I did not I was not getting my information from a place that spoke truth and when I heard you talking I knew that it was truth and I'm like oh my gosh I've got to get the word out people have got to start listening to your program because that is where we're going to make a difference.
All they need to do is just listen and that is where we're going to get some of these independent voters to change their mind and know that hearing isn't truth.
You have lived an interesting experience you are an admitted acknowledged low information voter whose only source was CNN then you had an enlightenment you know better than most what the life the news life and so forth the awareness of a low information voter is.
Mm-hmm.
I do so I know where they're coming from when they don't know what's going on and because of your teachings and all of these things that I've heard I'm now a state delegate.
I'm a member of the Tea Party I took Constitution 101 through Hillsdale which was amazing and I have three sons.
Man you are all in you are all in all in I'm teaching my kids I'm like I I want my kids to know because I know I live in Utah we're mostly Republican state my sons go to school you will not believe how many of these kids are brainwashed.
My kids will come home and say these guys are all on board for taking away our guns or just anything and they all see no we're we do believe we do know how they're propagandized and it's something that needs to change.
It does the the left has total control over the over the public education all the way up to um university level.
It's it's something they own and it's going to have to change.
It's gonna have to change and you know I think it needs to change in the home my gosh we have to somehow I have my family now listening to you they all listen to you my sister my brother we all listen.
Mike if we can get more people aware because you know honestly I wonder if some of these people don't even know that this you even exist.
No they do they do but but um they know things they think they know things that aren't true because of what they've heard about this for Reagan had an interesting phrase that I remember this probably going to get it wrong as I try to paraphrase it.
Reagan said it's not what people don't know that's the problem it's what they think they know that's not true that's the problem.
That's that's the paraphrase.
A lot of people think they know things are dead wrong about but you can't convince them.

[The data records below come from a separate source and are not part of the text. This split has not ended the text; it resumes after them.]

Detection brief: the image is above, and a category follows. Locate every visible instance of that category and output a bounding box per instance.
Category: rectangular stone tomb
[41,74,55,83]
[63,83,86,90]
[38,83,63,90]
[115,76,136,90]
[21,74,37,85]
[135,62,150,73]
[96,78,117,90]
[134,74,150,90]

Anyway Mindy I'm so happy that you called that that's it's just great.
See folks just a few minutes of my voice can change a life I know I know it's even though I've been doing this for twenty twenty five years, fact of the matter is that no matter how many times we rebut all of these Democrat lies, there are always going to be people in the audience hearing it for the first time.
That's why you always need to have a balance between repeating things in the past and mixing and melding with the new stuff.